WHI-P180 (Janex 3) is a multi-kinase inhibitor; inhibits RET, KDR and EGFR with IC50s of 5 nM, 66 nM and 4 μM, respectively.

IC50 & Target[1]

EGFR

4 μM (IC50)

KDR

66 nM (IC50)

RET

5 nM (IC50)

In Vivo

WHI-P180 is also an active inhibitor of IgE-mediated mast cell responses. The elimination half-life of WHI-P180 in CD-1 mice (BALB/c mice) following i.v., i.p., or p.o. administration is less than 10 min. Systemic clearance of WHI-P180 is 6742 mL/h/kg in CD-I mice and 8188 mL/h/kg in BALB/c mice. Notably, WHI-P180, when administered in two consecutive nontoxic i.p. bolus doses of 25 mg/kg, inhibits IgE/antigen-induced vascular hyperpermeability in a well-characterized murine model of passive cutaneous anaphylaxis[3].

Molecular Weight

333.77

Formula

C₁₆H₁₆ClN₃O₃

CAS No.

153437-55-9

SMILES

COC1=CC2=NC=NC(NC3=CC=CC(O)=C3)=C2C=C1OC.[H]Cl

Shipping

Room temperature in continental US; may vary elsewhere

Storage

Please store the product under the recommended conditions in the Certificate of Analysis.

References
Kinase Assay
[1]

Inhibitors (WHI-P180) are pre-incubated in the plate for 15 min with 5 μL kinase and assay buffer at the following concentrations; 13 pM RET and 150 pM KDR. The reaction is initiated by the addition of 5 μL ATP and substrate at 2×final reaction concentrations. For RET, this is 18 μM and 2 μM; for KDR, this is 16 μM and 1 μM, respectively. Reactions are performed at ATP Km for each target. The assay is allowed to proceed at room temperature for 20 min before terminating with the addition of 10 μL HTRF detection buffer containing EDTA supplemented with TK-antibody labelled with Eu3+-Cryptate (1:100 dilution) and streptavidin-XL665 (128 nM). Following incubation at room temperature for 1 h, FRET signal is measured[1].

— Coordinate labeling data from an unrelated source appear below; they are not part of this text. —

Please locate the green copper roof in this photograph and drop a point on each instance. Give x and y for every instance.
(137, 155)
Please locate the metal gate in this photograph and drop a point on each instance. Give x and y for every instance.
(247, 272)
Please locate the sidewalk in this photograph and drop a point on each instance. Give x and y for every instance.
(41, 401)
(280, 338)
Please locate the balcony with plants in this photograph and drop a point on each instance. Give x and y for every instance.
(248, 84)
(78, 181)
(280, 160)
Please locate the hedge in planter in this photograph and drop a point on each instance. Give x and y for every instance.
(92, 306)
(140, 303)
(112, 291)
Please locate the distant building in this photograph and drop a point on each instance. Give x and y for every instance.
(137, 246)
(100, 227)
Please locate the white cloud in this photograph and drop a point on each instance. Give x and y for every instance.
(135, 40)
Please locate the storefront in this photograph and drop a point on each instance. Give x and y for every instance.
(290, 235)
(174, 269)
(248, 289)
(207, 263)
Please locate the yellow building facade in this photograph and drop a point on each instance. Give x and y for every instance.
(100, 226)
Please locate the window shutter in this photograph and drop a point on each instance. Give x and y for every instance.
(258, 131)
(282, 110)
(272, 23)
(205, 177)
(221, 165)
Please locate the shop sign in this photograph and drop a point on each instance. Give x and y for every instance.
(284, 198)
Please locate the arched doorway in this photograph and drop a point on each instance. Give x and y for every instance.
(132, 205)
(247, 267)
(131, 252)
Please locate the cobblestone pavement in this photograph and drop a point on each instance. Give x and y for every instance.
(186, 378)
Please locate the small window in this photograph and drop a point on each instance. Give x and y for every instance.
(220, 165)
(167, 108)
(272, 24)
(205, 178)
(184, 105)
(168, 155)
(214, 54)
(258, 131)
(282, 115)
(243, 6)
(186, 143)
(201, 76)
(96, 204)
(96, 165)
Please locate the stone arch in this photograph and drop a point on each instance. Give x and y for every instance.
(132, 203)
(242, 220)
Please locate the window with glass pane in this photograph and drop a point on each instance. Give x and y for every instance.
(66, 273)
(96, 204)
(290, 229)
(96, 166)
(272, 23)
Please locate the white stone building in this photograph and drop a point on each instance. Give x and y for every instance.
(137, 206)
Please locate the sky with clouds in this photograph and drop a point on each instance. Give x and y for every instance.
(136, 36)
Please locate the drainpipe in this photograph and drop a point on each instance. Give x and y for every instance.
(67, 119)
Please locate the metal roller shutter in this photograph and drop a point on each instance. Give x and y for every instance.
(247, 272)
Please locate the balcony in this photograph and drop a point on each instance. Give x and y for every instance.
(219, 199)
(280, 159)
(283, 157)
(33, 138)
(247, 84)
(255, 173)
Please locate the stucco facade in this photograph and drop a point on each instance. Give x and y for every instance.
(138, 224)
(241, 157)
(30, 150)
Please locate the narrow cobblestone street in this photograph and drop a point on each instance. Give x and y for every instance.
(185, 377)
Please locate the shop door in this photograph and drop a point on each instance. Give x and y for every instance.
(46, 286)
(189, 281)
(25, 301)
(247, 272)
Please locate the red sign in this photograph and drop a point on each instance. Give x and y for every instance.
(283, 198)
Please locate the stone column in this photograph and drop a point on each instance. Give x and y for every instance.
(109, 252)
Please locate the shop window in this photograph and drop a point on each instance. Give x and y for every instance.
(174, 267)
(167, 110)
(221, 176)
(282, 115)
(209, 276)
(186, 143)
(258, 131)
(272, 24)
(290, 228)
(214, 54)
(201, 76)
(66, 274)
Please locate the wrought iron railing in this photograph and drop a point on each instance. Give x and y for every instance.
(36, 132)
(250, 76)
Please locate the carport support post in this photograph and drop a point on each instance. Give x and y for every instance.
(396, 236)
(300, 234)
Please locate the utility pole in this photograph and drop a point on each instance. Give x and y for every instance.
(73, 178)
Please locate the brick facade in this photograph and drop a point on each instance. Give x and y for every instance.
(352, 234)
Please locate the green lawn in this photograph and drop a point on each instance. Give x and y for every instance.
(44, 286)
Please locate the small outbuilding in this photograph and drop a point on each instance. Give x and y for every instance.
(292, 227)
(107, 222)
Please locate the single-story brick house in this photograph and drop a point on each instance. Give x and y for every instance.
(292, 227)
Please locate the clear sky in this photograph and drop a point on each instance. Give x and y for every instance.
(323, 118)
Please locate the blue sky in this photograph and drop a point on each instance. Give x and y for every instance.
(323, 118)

MCE has not independently confirmed the accuracy of these methods. They are for reference only.

Cell Assay
[1]

IL3-dependent BaF3 cells are modified to express an activated recombinant kinase. Following removal of IL3, the modified cells are dependent on the activity of the recombinant kinase for survival and proliferation. The BaF3 cell lines, expressing KIF5B-RET and KDR are maintained in RPMI-1640 media containing 10% FBS and appropriate antibiotics. Non-modified BaF3 cells (WT) are maintained in RPMI-1640 media containing 10% FBS and supplemented with 10 ng/mL recombinant mouse IL3. For assessment of compound IC50, cells are plated into 384-well plates at 1500 or 3000 cells per well in 30 μL culture medium and compounds dispensed using an acoustic liquid handling platform. Following incubation of the cells for 48 h at 37 °C in a humidified 5% CO2 atmosphere, viability is determined by addition of 10 μL CellTiter-Glo reagent and measurement of luminescence[1].

MCE has not independently confirmed the accuracy of these methods. They are for reference only.

Animal Administration
[3]

Mice: A high performance liquid chromatography (HPLC)-based quantitative detection method is used to measure plasma WHI-P180levels in mice. The plasma concentration-time data is fit to a single compartment pharmacokinetic model by using the WinNonlin program to calculate the pharmacokinetic parameters. A cutaneous anaphylaxis model is used to examine the pharmacodynamic effects of WHI-P180 on anaphylaxis-associated vascular hyperpermeability[3].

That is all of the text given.